こうした経過を経て、新川ではリアルタイム・ミッション管理を導入した。ちなみに、戸松氏自身も上司に当たる経営層とリアルタイムでミッション管理を行っており、「経営層に理解してもらうためにも、これが大切です」と戸松氏はいう。

なお、新たな仕組みとして、部長と社員が面談を行うことも始めている。課長は直接の部下とコミュニケ―ションを持つ機会が多いが、部長は課長の下にいる社員と話す機会は意外と少ないものだ。課長と部下のコミュニケーションを補完することに加え、部長からの「社員ともっと話したい」というニーズに応えるため、部長との面談が制度化されたそうだ。

将来は「ノーレイティング」の仕組み導入を

現在、新川では「Oracle HCM Cloud」を来期から本格稼働するにあたり、さまざまな社員の基礎情報を登録しているところだ。実際に、「Oracle HCM Cloud」を使い出すことで、さまざまな使い方が見えてくることを見込んでおり、「社員それぞれが使いやすい形での運用を考えています」と戸松氏は話す。タレントマネジメントについては、社員の付加価値を高めるために必要なデータについて、人事部で計画しているそうだ。

今のところ「年次評価」「期末フィードバック」は制度として残しているが、将来的にはそれぞれ「ノーレイティング」「リアルタイム・フィードバック」に置き換えることを検討している。

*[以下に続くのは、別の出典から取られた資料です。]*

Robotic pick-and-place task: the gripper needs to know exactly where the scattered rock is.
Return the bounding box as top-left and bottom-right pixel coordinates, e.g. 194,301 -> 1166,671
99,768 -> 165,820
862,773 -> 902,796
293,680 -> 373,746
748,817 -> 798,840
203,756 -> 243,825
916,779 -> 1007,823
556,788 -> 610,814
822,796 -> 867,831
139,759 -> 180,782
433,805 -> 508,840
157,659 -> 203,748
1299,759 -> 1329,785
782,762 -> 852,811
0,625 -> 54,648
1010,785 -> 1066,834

世界ではリアルタイム・ミッション管理が当たり前になりつつあることも踏まえ、「Oracle HCM Cloud」については、「人事システムのスタンダードになってほしい」という。

「私は人事の経験が少ないからこそ、社員の肌感覚がわかっていると思います。社員の肌感覚が溶け込んだ人事制度を作りたい」と語る戸松氏。人材を管理する抜本的に仕組みを変えることで、人材はどのように変化していくのか。同社の取り組みが花開くことを期待したい。